Ему самому, по-видимому, представить это было нелегко.

– Ваш, ореховский?

Шорник пожал плечами.

– Как сказать. У него и у нас дом, и в Бортине, это километров семь отсюда деревня. А на зиму в Москву уезжает. Ему там, как афганцу, квартиру дали.

– Как же он тут хозяйство бросает?

– Какое там хозяйство. У него только удочки и есть, даже курицы не завел. С утра до вечера на велосипеде. Сейчас рыбалка, потом грибы пойдут, ягоды.

– А зачем же он два дома купил?

– Да не дома это. Курники – что тот, что этот. Только и того, что крыша есть. Их за копейки-то и продали. А он взял, потому что там тоже пруд рядом. Вечером рыбачит – вроде как у себя дома и заночует. Вообще, он чудаковатый немного.

– Семья есть? Жена, дети?

– Ты чего, он же афганец, у него живот весь разворочен, какая жена…

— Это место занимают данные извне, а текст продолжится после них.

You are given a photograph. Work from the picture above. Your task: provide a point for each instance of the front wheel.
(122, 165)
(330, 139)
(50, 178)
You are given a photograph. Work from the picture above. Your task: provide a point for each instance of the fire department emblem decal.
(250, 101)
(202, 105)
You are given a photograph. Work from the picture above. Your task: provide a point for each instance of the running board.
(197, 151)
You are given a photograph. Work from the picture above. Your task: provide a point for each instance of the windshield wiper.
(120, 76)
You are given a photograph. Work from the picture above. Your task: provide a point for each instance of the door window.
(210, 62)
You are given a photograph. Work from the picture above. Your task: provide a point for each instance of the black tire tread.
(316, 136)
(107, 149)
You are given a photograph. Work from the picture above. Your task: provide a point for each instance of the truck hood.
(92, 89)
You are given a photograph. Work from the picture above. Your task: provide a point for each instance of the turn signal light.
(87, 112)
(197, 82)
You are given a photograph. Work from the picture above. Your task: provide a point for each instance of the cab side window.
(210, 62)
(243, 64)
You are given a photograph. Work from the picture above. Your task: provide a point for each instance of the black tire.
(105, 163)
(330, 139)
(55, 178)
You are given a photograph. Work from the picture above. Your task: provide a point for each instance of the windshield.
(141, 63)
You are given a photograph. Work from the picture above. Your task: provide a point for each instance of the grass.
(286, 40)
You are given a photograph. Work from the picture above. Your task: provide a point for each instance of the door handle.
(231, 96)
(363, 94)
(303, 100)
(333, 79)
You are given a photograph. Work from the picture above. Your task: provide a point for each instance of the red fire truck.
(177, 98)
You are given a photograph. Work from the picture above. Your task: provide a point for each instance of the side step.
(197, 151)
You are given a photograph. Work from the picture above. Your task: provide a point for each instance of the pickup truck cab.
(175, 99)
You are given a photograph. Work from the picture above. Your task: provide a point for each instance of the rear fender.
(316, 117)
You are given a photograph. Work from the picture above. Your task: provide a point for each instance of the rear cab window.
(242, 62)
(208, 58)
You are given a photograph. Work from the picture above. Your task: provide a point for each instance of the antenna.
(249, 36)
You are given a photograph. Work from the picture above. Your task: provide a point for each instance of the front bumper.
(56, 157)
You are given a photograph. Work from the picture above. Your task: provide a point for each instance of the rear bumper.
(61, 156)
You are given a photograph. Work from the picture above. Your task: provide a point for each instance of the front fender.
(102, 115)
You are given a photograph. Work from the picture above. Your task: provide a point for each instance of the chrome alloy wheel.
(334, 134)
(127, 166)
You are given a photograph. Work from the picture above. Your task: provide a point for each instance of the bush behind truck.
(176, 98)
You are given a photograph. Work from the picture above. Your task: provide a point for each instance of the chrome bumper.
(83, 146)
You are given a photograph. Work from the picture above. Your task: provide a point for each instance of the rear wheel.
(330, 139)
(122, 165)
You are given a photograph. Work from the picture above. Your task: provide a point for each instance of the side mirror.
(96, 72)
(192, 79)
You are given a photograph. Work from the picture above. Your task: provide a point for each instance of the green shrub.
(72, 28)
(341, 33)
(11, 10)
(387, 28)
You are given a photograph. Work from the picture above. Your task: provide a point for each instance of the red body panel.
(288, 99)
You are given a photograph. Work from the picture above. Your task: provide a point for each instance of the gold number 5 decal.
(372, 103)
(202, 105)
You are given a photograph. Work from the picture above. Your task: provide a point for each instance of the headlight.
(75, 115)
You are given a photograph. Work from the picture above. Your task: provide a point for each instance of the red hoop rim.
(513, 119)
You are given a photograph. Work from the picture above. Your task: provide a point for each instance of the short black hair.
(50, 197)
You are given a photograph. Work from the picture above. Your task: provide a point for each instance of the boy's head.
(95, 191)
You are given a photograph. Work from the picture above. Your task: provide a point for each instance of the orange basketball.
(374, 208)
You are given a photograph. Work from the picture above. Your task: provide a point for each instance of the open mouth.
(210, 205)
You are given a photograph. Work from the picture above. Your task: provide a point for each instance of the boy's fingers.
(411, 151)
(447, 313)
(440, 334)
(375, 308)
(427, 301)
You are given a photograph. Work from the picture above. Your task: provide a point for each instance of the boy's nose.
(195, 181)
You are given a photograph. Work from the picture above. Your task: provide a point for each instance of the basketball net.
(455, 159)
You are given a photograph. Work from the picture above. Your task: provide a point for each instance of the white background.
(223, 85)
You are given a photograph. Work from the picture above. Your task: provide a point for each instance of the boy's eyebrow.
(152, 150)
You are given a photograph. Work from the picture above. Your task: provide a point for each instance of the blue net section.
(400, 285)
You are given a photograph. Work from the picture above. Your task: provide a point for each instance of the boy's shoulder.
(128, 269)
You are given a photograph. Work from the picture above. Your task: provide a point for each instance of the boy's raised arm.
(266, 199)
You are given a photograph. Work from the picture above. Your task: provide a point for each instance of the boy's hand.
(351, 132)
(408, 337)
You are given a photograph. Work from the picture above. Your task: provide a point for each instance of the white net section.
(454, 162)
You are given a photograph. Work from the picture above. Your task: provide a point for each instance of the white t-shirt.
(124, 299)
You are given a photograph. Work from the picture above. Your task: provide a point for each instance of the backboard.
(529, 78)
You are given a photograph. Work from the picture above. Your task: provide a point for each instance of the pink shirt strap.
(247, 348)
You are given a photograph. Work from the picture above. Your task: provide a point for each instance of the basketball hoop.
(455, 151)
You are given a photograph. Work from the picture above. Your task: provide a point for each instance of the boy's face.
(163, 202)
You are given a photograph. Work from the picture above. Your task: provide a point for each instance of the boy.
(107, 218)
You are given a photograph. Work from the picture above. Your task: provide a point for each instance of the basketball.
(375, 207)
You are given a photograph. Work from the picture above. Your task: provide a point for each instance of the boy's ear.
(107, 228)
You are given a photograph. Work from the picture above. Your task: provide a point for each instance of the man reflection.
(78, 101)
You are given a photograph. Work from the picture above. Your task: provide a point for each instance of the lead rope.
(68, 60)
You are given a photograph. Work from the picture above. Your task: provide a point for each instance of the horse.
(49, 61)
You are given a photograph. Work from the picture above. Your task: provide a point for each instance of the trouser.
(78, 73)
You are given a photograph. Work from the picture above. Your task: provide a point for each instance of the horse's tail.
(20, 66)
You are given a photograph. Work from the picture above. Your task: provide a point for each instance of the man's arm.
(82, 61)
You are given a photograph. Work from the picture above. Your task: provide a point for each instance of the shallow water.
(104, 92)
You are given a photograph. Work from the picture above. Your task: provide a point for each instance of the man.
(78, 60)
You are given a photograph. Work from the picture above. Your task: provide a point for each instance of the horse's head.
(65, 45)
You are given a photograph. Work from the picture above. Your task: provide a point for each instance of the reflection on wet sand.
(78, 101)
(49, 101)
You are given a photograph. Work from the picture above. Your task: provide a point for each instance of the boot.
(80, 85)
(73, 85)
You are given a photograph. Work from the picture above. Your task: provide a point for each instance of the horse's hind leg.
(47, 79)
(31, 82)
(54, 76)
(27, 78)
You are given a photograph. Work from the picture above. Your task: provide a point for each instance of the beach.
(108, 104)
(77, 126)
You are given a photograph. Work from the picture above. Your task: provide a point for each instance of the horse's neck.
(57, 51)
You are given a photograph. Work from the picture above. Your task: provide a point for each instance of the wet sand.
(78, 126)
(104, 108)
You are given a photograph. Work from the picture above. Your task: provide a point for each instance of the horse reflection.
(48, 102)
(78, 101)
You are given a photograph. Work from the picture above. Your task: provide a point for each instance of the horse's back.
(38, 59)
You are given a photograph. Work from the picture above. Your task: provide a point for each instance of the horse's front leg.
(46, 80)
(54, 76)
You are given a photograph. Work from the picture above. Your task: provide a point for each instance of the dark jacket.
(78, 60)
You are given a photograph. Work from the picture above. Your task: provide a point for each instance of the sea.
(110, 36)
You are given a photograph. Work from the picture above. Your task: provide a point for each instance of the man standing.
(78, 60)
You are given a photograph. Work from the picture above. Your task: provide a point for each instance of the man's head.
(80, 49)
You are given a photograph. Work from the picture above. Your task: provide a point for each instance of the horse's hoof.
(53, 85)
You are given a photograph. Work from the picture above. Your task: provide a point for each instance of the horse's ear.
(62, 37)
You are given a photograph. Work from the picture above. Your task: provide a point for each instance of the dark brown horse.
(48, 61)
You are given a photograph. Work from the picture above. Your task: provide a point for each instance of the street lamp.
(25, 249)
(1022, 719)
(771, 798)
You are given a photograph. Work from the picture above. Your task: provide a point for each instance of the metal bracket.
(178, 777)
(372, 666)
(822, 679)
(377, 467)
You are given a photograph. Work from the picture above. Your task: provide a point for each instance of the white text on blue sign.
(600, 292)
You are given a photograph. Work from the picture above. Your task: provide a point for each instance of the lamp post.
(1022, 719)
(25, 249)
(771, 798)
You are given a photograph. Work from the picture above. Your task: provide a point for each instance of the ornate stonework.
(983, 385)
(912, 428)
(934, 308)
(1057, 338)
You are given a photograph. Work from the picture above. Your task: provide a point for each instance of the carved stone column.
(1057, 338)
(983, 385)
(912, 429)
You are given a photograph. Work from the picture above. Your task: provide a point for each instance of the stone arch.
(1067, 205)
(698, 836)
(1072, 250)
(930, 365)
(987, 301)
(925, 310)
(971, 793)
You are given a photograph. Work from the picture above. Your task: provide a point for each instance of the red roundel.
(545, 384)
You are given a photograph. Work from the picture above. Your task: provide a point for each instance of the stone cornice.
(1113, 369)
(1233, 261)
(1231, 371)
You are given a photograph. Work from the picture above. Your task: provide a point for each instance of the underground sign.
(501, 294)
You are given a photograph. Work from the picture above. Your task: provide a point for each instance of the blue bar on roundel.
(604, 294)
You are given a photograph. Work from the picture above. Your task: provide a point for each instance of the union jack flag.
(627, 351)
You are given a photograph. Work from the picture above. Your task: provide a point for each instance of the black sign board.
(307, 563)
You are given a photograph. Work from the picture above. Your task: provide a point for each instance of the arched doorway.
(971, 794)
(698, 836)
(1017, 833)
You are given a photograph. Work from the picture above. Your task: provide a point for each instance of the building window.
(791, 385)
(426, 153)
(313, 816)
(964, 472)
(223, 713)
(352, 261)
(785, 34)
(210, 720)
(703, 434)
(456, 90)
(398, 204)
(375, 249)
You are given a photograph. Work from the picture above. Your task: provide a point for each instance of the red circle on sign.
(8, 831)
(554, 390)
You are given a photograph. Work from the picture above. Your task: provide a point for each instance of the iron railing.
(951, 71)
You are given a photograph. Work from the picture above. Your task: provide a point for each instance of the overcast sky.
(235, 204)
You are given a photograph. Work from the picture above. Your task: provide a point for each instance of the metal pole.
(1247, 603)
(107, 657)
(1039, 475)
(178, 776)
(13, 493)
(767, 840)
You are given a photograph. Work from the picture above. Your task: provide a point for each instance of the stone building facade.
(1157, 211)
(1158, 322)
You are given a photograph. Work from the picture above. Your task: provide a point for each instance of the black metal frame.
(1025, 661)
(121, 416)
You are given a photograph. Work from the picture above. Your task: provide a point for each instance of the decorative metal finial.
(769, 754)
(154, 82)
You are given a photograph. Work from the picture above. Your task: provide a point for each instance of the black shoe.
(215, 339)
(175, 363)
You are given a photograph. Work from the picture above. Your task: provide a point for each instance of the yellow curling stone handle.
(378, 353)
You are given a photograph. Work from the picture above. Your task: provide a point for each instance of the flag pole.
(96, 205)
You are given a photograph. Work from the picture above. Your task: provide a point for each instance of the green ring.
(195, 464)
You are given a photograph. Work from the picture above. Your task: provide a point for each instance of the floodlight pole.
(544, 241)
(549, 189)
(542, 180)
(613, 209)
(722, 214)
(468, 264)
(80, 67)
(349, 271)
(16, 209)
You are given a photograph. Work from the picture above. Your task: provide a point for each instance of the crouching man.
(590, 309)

По вечерней улице, пахнущей теплым молоком и полынью, я топаю от рыжего Шорника к Егоровне. Темные бревенчатые дома разнятся здесь только окнами: наличники в разный цвет покрашены. Нет, вот дом отличается от соседних – обшит вагонкой. Я уже знаю, что здесь живет заведующая свинофермой Анна Яковлевна Завидова. По статусу она в деревне главный начальник. В Ореховке ни милиции, ни школы, ни магазина – хлеб машина дважды в неделю привозит. Если редкое начальство заглядывает в деревню, то, конечно же, к Завидовой заезжает.

Вот и она сама, стоит у крылечка своего дома.

– Добрый вечер! Как вам у нас отдыхается? Как Егоровна приняла? Может, другую хату подыскать?

Делать нечего, приходится вступать в разговор.

– Солоховой, знаю, интересуетесь. Жалко девку, работящая была, что ни попросишь, все сделает. Да Бог здоровьем обидел: и глаз косил, и на ногу чуть припадала. Осталась в девках. И вон чем все закончилось.

– Значит, Малюшкина ее убила?

– Она. Да она сразу в милиции во всем призналась, ко мне потом из райотдела приезжали, рассказывали.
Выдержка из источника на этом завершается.